Features of the bacterial cells acting as cues to feeding or ingestion also remain unknown. Clearly, cell size is important in the overall process and although element composition of cells has suggested some potential links to metabolic processes, it seems unlikely that a given mineral element itself accounts for ingestion efficiency (see above). Moreover, as heat-killed cells were used in this work, capsules and surface characteristics of cells were likely removed or altered compared to that of live cells. Soluble cytoplasmic signals could also be disregarded because heating and washing of cells probably greatly diminished their potential influence. However, recent findings relating to digestion processes seem to suggest that some aspect of the protein content of prey may be important in regulating flagellate predation. Microbeads are generally a poor food surrogate in grazing studies; however, microbeads coated with protein (bovine serum albumin) seem to be ingested at higher rates than uncoated microbeads [37]. Bacterial cells with low C:N content, which may be indicative of high protein content, also appear to be preferentially ingested ([30], this study). Zubkov et al. [69] have shown that bacterial proteins appear to be digested by flagellates more easily than other bacterial macromolecules and this finding, when coupled with data indicating high N regeneration by flagellates [70], suggests a flagellate metabolism largely based on protein degradation.

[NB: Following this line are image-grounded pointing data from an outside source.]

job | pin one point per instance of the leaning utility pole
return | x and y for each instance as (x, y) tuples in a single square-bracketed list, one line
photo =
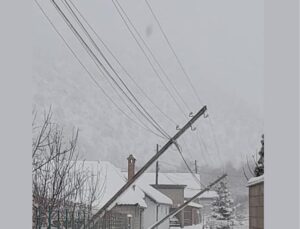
[(181, 207), (150, 162), (156, 168)]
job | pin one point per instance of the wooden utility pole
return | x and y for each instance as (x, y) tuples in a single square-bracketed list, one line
[(156, 168), (181, 207), (150, 162)]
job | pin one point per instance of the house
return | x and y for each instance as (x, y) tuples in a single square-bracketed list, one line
[(192, 214), (138, 207), (180, 187), (256, 202)]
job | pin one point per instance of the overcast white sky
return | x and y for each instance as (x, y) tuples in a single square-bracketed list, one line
[(221, 46)]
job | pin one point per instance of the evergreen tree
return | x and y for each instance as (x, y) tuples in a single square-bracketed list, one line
[(259, 169), (222, 208)]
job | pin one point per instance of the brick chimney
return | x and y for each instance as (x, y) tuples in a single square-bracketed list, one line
[(131, 166)]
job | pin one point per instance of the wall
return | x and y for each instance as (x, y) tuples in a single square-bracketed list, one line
[(191, 216), (153, 209), (177, 196), (133, 210), (256, 206)]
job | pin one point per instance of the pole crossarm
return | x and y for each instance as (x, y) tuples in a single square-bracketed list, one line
[(150, 162), (181, 207)]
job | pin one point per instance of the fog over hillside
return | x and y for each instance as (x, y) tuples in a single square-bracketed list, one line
[(221, 48)]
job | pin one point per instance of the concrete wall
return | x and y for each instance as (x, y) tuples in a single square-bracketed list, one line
[(256, 206)]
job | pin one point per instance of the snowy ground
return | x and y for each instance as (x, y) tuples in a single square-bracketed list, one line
[(200, 226)]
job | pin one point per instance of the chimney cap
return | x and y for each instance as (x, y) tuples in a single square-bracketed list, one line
[(131, 157)]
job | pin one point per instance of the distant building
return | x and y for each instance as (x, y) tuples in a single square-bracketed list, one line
[(256, 202)]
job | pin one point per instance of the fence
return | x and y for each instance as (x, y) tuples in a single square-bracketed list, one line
[(67, 219)]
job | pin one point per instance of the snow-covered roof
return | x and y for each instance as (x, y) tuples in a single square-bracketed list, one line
[(195, 205), (255, 180), (154, 194), (192, 185), (110, 181)]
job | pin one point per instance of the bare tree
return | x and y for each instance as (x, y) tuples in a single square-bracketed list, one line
[(59, 181)]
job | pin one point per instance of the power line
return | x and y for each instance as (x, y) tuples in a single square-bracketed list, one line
[(151, 53), (114, 71), (187, 165), (95, 59), (173, 51), (90, 74), (120, 64)]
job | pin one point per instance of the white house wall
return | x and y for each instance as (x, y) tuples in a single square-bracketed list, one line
[(149, 214)]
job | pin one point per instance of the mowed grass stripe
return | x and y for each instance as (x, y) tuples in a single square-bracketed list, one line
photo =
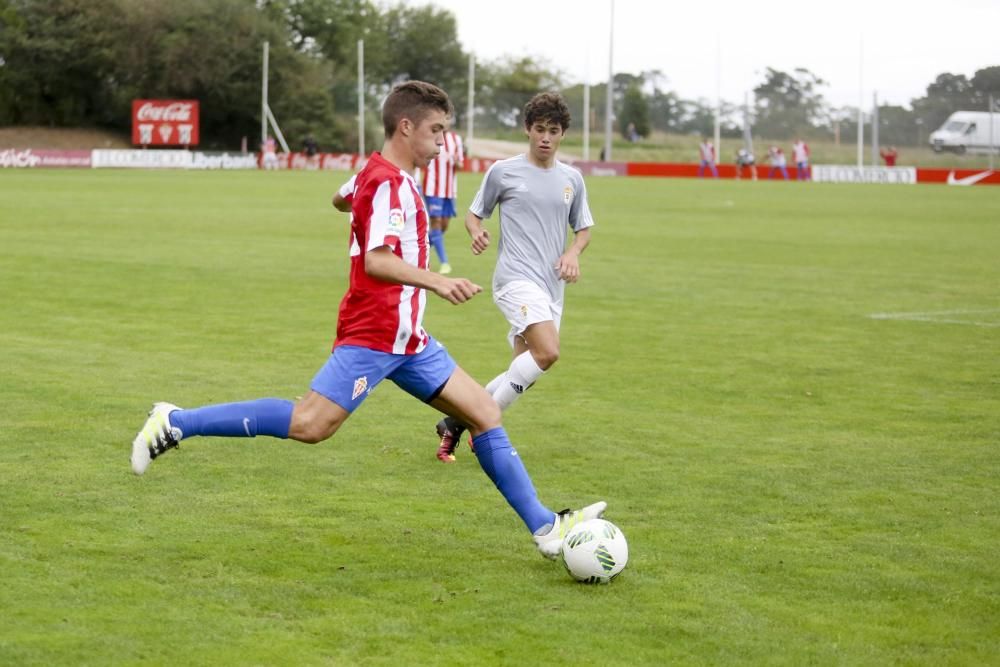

Food quality has long been associated with predator prey selection through optimal foraging theory [40]. In terrestrial and aquatic food webs, predators have been found to exploit resources (prey) having the greatest food quality whether the metric of food quality is mineral content ([41], but see [14]), ratios of essential elements [20, 25, 62], or growth rate [12, 13, 18, 21]. Only recently have similar concepts been reported for flagellate nanozooplankton of microbial food webs ([30], this study). Although we cannot assert that differential ingestion rates based on food quality is a concept that fully extends to all flagellate nanozooplankton, it certainly appears to be a feature that warrants further study.